Here are the major provisions of this new law, which will go into effect 60 days after Governor Cuomo signs it:

  1. As previously mentioned, it repeals Labor Law §195’s annual pay notice requirement.  But note that it leaves intact the remaining new hire pay notice and earnings statement requirements.
  2. Increases the potential damage award for failing to provide the new hire pay notice from $50 per week up to a $2,500 maximum to $50 per day up to a $5,000 maximum, and for failing to provide earnings statements from $100 per week up to a $2,500 maximum to $200 per day up to a $5,000 maximum.
  3. Makes it difficult for an employer to change its ownership structure to avoid wage violation liability by treating the new entity as the old one where they are engaged in substantially the same work and working conditions, under substantially the same supervisors or if they have substantially the same production process, produce substantially the same products and have substantially the same body of customers.
  4. Clarifies that a Department of Labor investigation will extend across the entire six-year statute of limitations unless the Department otherwise notifies all affected employees.
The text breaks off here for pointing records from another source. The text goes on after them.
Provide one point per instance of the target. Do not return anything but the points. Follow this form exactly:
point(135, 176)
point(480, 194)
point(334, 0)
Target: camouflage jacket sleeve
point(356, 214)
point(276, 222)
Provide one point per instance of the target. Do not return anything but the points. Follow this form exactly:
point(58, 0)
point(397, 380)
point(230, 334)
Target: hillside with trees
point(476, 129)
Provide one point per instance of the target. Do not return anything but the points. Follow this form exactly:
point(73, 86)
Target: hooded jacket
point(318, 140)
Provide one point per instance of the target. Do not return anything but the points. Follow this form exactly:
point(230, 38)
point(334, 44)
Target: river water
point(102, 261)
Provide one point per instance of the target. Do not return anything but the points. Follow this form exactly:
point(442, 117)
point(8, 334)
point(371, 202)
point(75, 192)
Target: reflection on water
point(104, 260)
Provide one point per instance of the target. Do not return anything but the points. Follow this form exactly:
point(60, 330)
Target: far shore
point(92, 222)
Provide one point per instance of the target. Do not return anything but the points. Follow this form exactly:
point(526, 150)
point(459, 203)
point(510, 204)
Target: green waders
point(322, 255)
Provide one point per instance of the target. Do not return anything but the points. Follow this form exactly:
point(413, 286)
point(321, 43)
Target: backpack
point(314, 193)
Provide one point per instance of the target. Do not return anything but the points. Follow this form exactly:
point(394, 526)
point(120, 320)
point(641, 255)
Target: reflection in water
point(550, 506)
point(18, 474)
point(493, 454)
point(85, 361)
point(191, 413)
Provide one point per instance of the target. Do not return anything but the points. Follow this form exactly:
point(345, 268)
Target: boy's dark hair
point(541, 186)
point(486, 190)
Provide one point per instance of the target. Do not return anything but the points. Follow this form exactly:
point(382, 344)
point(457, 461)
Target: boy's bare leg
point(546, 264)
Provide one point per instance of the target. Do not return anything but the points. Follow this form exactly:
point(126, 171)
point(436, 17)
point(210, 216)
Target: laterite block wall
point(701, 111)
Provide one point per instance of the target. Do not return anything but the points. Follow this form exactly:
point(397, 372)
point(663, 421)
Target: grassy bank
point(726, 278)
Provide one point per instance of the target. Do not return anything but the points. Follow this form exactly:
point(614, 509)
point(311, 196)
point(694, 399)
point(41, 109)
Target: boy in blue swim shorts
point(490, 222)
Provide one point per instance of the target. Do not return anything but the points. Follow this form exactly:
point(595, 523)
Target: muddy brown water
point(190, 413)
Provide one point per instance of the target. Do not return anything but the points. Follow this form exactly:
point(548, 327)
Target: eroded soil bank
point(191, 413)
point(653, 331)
  5. Increases the civil penalties the Department of Labor may assess against an employer.
  6. Contractors and sub-contractors must notify their employees of any findings of a wage violation by the Department of Labor or a court, by attaching a summary of the findings to employee paychecks in a format set forth by the Department or court.
  7. Amends the NY LLC law to hold the ten members with the largest % of ownership of a NY LLC jointly and severally liable for failures to pay certain types of compensation. This provision substantially mirrors the shareholder liability provision already present in New York’s Business Corporation Law. Plaintiffs are required to notify the members they intend to hold them liable and have a limited window to pursue the members after they fail to collect from the LLC. Members held liable can seek contribution from other members. It only applies to members of a NY LLC.